Organized by art-department chair Winslow Myers, the show's more than 60 drawings, paintings, and photographs -- in diverse styles and varied motifs -- present an eclectic, but enjoyable, array of talent. Myers's own work is large, dark, and nubbly. His painted canvases, such as Construction Site at Night and Pier and Blown Sail are filled with humanity but no humans. His darkened Garrett Room houses a chair, lamp, and rumpled jacket, but we tend to look right past these items and focus our attention through the window in search of a hint of activity.

Well-known Worcester-area photographer B.A. King was graduated from Bancroft in 1952. His attention-grabbing 20x30-inch black-and-white photograph, Young Man and Fish, presents a very strong image of a pensive man musing about the day's large catch shimmering in the foreground. Bancroft faculty member Bob Dec also concerns himself with water in his three homages to Monet, but instead of fish, the photo, pastel, and acrylic painting focus on lily pads. His large acrylic Reflections of Indian Lake #1 portrays this precious pocket of water in its calm, bright, reflective state as it cradles anchored sailboats and their mirrored images.

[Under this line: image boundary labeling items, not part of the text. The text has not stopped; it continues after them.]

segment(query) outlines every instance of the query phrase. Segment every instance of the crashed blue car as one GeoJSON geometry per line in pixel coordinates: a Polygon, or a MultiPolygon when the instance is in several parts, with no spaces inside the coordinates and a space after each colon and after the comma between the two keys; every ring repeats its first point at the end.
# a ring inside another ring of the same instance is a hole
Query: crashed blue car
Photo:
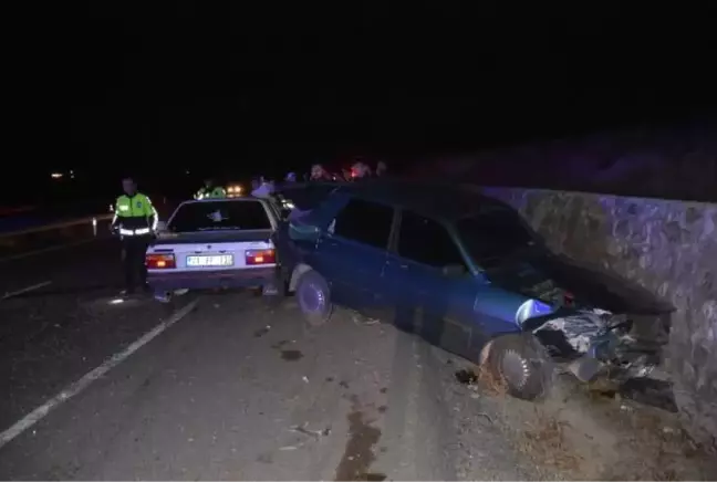
{"type": "Polygon", "coordinates": [[[656,325],[666,308],[551,253],[498,200],[396,181],[336,185],[321,199],[287,224],[288,284],[312,326],[334,305],[394,323],[523,399],[545,396],[557,366],[590,381],[659,364],[664,333],[641,338],[635,319],[656,325]]]}

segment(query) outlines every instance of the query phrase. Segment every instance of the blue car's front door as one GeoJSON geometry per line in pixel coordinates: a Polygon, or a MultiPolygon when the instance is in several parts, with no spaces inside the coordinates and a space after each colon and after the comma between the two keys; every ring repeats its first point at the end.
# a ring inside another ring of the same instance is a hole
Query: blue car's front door
{"type": "Polygon", "coordinates": [[[398,307],[396,325],[470,357],[477,286],[460,250],[444,224],[411,211],[399,218],[385,268],[385,285],[398,307]]]}
{"type": "Polygon", "coordinates": [[[377,303],[394,211],[352,198],[326,228],[313,264],[329,281],[334,302],[355,310],[377,303]]]}

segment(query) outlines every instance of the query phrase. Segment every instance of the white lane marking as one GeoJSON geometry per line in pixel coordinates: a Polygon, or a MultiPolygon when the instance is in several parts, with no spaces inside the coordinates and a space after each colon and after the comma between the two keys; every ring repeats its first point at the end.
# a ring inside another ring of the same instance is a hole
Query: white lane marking
{"type": "Polygon", "coordinates": [[[71,384],[64,388],[61,392],[52,397],[50,400],[45,401],[40,407],[32,410],[30,413],[24,416],[12,427],[0,433],[0,449],[2,449],[8,442],[12,439],[28,430],[33,425],[38,423],[40,420],[45,418],[48,413],[58,408],[62,402],[70,400],[75,395],[80,394],[82,390],[87,388],[90,384],[95,381],[98,378],[102,378],[107,371],[112,368],[119,365],[122,362],[127,359],[133,353],[142,348],[147,343],[152,342],[162,332],[177,323],[179,319],[184,318],[194,310],[199,301],[195,300],[189,303],[184,308],[179,310],[177,313],[172,315],[167,321],[159,323],[157,326],[152,328],[149,332],[144,334],[139,339],[134,342],[132,345],[127,346],[122,352],[113,355],[111,358],[107,358],[102,365],[100,365],[94,370],[86,374],[84,377],[80,378],[74,384],[71,384]]]}
{"type": "Polygon", "coordinates": [[[60,244],[60,245],[56,245],[56,247],[43,248],[41,250],[35,250],[35,251],[29,251],[27,253],[13,254],[11,256],[0,258],[0,263],[4,263],[6,261],[21,260],[23,258],[35,256],[38,254],[50,253],[52,251],[64,250],[64,249],[67,249],[67,248],[74,248],[74,247],[91,243],[92,241],[97,241],[97,240],[98,240],[98,238],[83,239],[82,241],[76,241],[76,242],[73,242],[73,243],[60,244]]]}
{"type": "Polygon", "coordinates": [[[0,301],[17,296],[19,294],[28,293],[30,291],[40,290],[41,287],[44,287],[51,283],[52,281],[43,281],[42,283],[33,284],[32,286],[23,287],[22,290],[8,292],[0,298],[0,301]]]}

Worcester artist Erica Davis Wade ('71) credits Bancroft's art-history courses with sparking her interest in the subject. After graduation she went on to earn a degree in art history from Tufts. During all of those school years she took as many studio-art courses as her schedule allowed, and today she divides her time between weaving and painting. Her three brash, semi-abstract oil paintings in the exhibit were painted mostly en plein air, with Wade lugging her paints and canvas to the site and then putting on finishing touches back in her studio. Her Mangrove, Elbow Cay is the most readable of her works -- the water is blue and the vegetation is green. Her local scenes, Institute Park and Moore State Park, are splashed with hot colors that create more of an impression of the vistas than an accurate representation.

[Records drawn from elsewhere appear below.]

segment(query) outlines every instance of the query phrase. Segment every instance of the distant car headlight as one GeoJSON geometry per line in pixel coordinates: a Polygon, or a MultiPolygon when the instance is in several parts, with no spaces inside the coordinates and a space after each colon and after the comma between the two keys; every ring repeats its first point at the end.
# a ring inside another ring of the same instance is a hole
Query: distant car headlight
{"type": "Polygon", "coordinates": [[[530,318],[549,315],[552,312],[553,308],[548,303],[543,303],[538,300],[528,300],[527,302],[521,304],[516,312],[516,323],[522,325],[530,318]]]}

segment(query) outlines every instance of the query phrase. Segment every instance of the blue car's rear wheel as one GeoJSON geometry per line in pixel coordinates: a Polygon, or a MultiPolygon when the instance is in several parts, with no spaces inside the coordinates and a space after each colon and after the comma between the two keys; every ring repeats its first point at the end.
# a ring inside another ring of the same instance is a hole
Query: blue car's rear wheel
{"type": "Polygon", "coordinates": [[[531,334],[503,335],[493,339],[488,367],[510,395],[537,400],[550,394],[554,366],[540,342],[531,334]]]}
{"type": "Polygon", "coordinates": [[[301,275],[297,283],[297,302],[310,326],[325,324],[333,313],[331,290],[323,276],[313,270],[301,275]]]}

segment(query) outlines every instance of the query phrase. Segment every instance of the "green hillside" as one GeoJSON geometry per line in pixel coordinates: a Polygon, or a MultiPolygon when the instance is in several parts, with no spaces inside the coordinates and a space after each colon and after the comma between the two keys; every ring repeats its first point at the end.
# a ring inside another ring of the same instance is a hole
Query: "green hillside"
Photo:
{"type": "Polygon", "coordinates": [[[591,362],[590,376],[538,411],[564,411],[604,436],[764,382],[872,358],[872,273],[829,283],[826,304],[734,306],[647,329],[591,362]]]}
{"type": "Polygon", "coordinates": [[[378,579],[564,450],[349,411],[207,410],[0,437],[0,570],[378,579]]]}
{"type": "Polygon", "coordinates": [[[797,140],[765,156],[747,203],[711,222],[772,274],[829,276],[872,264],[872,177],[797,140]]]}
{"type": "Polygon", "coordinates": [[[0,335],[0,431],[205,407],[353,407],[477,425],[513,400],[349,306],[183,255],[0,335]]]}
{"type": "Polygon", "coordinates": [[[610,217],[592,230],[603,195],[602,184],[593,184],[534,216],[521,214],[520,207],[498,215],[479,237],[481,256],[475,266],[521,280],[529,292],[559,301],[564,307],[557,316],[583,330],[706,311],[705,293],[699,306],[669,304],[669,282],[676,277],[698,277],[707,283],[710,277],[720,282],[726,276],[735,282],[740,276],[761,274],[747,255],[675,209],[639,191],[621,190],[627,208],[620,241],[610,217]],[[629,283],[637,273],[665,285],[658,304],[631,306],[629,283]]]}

Trish Lyell was graduated from Bancroft in 1977, and is now an art professor at Skidmore College where she prepared her Evisceration Cartoons A and B. These mixed-media works have been executed with rapid, lively strokes and vibrant colors that give the impression of intertwined internal body parts that have just been freshly exposed. Her Humid Dream (as opposed to "wet?") is done in a similar vein, but is completely filled with nearly monochromatic color. These works bear a strong resemblance to paintings by Arshile Gorky (1904-1948) in which biomorphic shapes tumble into each other in a manner that is at once attractive and disturbing, which will surely fascinate the habitués of UMass Medical.

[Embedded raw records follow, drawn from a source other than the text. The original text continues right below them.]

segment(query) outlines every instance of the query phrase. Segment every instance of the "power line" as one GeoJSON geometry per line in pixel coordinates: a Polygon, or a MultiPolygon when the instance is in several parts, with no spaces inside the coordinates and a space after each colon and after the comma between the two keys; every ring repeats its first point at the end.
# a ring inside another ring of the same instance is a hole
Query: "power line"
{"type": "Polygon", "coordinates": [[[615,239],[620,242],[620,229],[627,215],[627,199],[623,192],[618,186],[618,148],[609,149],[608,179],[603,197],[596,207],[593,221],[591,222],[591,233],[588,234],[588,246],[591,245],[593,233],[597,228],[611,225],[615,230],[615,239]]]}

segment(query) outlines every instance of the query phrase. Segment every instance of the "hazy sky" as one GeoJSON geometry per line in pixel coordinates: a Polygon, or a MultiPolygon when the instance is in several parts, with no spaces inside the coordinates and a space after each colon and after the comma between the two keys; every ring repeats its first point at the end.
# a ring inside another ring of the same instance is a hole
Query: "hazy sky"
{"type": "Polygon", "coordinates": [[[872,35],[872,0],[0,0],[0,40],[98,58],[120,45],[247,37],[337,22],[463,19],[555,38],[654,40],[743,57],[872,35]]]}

Laurent Martin, who was graduated just this past spring, paints with a lot of blue. His Portrait of Steph contains the entire range from cobalt to teal, yet he manages to create a broad sense of background depth and deftly shades and models his subject's face. His five-foot-long Triple Self Portrait is also composed chiefly of every tone of blue, highlighted only by the red-orange of his hair. His work is very consistent, purposeful, and quite advanced for someone just starting out. The same can be said for senior Maggie Brophy whose Red Hair and Green Leaves and Fashion Twist are remarkable for their visual strength and composition. The major difference between the paintings by these two students is that Brophy freely incorporates the entire color spectrum.

Encyclopedic exhibitions such as this, with their wide range of mediums, subject matter, and artistic proficiency, are often hard to appreciate. But in this particular case the overriding theme is one of joy, and thanks from the participants to an institution that has remained committed to the arts for the past 100 years -- and into the future.